De fato, ao longo de toda a década de 1980, o preço do compensado permaneceu baixo, mas a alta cotação do dólar garantia a receita cambial. No entanto, no ano de 1992, os preços internacionais do compensado deram um salto, pulando de US$ 350 para US$ 751 a caixa, mas já no ano seguinte o preço caia para US$ 564, até voltar novamente para o patamar de US$ 300.
Raciocinando como o pessoal de Portel, calculando o número de trabalhadores pagos com a exportação de uma única caixa de compensados, é possível ter uma ideia das agruras da companhia. Em março de 1988, com a exportação de uma caixa de compensados, a Amacol pagava os salários de 6,73 trabalhadores. Em 1992, após a alta no preço do compensado no mercado internacional, a mesma caixa pagava 9,14 trabalhadores. Mas em 1998, após o Plano Real e a queda na cotação do dólar, a exportação de uma caixa de compensados pagava apenas 3,03 trabalhadores (a informação do preço do compensado do Banco Mundial, salário e cotação do dólar são do Ministério da Fazenda). Em outras palavras, a velha fábrica estava com o seu destino fadado.
Mas havia dificuldades ainda maiores que o simples preço do compensado no mercado internacional. Em meados da década de 1990, o compensado começou a sofrer a concorrência de um produto mais barato, o MDF importado da China. Nos Estados Unidos mesmo, a indústria madeireira encolheu. No Oregon, estado de onde vinha a maioria dos americanos da Amacol, o número de trabalhadores empregados na indústria madeireira caiu para menos da metade, de 70 mil para 25 mil, de 1990 até hoje.
No início do ano 2000, já, não fazia mais sentido manter em funcionamento a velha fábrica de quase de 50 anos. Assim os tornos e as máquinas, que a população antes acreditava ser sua maior riqueza, pararam de vez, o apito que chamava os trabalhadores para os turnos silenciou, e “as casas” já não tinham mais nenhum americano.
Antigamente a população dizia que quando a Amacol fechasse, a cidade acabava.
A cidade não acabou. Nesse momento já havia várias outras serrarias no município, e a direção da Amacol fez o que podia ser feito, orientou a produção para a exportação de madeira serrada.

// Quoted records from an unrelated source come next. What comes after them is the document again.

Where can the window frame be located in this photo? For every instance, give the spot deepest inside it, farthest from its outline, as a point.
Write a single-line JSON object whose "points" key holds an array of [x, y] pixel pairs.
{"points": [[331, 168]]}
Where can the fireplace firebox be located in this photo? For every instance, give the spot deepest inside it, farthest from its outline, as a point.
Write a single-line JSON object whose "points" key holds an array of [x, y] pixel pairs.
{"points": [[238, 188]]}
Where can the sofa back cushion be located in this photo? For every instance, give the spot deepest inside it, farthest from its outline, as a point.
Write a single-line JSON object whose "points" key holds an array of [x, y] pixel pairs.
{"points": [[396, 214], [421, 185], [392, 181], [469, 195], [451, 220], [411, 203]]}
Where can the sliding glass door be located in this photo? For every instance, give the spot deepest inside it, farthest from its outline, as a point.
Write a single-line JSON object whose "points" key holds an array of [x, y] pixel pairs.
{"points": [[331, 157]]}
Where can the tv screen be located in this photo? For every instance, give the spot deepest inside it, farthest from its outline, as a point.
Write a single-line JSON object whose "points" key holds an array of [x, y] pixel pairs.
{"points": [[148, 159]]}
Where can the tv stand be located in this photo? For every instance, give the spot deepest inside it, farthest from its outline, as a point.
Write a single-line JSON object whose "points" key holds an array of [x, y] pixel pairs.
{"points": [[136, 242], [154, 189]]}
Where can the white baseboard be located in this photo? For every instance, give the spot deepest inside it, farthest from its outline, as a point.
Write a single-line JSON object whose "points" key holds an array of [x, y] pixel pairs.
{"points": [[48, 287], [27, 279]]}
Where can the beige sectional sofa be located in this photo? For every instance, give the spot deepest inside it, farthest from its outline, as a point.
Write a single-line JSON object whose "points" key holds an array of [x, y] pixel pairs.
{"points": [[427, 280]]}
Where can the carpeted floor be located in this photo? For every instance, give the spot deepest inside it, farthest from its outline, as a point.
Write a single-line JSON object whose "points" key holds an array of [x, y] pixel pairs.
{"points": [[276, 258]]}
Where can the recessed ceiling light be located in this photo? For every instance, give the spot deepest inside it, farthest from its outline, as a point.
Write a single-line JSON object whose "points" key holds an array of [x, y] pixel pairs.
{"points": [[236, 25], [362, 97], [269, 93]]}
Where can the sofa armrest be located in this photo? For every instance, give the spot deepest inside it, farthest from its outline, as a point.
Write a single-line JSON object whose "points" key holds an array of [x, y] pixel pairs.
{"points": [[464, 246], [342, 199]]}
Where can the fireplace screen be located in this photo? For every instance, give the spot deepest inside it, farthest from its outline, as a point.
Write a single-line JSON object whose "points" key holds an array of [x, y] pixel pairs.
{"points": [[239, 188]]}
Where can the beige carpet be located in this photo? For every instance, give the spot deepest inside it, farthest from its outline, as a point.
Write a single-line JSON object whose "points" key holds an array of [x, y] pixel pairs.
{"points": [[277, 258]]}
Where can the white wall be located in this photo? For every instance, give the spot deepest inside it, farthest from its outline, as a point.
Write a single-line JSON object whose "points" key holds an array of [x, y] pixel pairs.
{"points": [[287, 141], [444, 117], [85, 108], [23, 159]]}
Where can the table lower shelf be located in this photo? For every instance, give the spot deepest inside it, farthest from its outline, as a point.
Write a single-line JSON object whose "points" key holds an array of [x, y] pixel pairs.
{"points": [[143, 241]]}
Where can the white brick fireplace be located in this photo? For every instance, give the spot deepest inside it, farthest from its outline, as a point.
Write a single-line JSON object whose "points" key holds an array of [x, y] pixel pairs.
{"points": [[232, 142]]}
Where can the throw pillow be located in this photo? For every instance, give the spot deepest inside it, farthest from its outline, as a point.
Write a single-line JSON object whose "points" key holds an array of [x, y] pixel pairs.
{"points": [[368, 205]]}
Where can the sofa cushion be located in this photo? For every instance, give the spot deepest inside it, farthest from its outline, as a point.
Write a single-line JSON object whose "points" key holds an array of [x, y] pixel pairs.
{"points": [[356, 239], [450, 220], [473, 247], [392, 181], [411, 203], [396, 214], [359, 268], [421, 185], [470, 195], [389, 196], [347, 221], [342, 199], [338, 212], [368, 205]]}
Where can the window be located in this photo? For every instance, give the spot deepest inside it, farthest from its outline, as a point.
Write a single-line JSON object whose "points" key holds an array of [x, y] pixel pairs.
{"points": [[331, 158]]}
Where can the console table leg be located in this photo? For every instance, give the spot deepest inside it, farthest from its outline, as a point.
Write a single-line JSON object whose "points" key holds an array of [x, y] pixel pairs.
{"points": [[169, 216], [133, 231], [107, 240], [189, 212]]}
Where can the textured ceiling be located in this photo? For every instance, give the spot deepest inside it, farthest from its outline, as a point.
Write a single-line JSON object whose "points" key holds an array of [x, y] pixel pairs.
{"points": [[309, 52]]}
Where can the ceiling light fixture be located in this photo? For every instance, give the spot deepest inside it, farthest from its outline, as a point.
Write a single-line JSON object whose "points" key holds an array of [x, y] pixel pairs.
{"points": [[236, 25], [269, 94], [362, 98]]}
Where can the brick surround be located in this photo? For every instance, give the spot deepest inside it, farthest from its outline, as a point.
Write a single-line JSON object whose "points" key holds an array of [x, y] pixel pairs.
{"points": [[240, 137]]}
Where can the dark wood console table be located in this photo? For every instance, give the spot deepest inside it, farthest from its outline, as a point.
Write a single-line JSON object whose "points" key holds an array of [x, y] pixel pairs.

A empresa então já não era nem a sombra do que fora antes, mas ela ainda valia uma fortuna, em terras e madeira.
Nesse momento então, a população de Portel viu ruir mais uma ilusão, aquela de que, se o controle da empresa estivesse nas mãos de brasileiros, a cidade se beneficiaria bem mais com os lucros gerados pelos trabalhadores e pela riqueza da região. Na realidade o fato de os seus responsáveis serem estrangeiros como que protegia a Amacol contra os interesses locais, ela funcionava quase que como um enclave. Mas no momento que brasileiros administravam a companhia, esse poder começou a ser alvejado de vários lados, e a Amacol não estava mais protegida contra interesses.
A fábrica de compensados da Amacol fechou em razão da conjuntura internacional, mas a serraria poderia ter funcionado por muito tempo, mesmo que não empregando mais tantos trabalhadores.
Mas nada justificava o que aconteceu em maio de 2008, quando uma turba de mais de duas mil pessoas, incitadas por aproveitadores políticos, invadiram o terreno, saquearam e queimaram as casas, não poupando nem mesmo o consultório do médico. Em meio ao caos, saques, confusão e até mortes, em meio à destruição daquele que a população uma vez acreditava ser o seu maior patrimônio.
Antiga guarita da fábrica sendo depredada por invasores.

E assim, em poucos dias, onde havia opulência e riqueza, nasceu um bolsão de pobreza, a favela da Portelinha.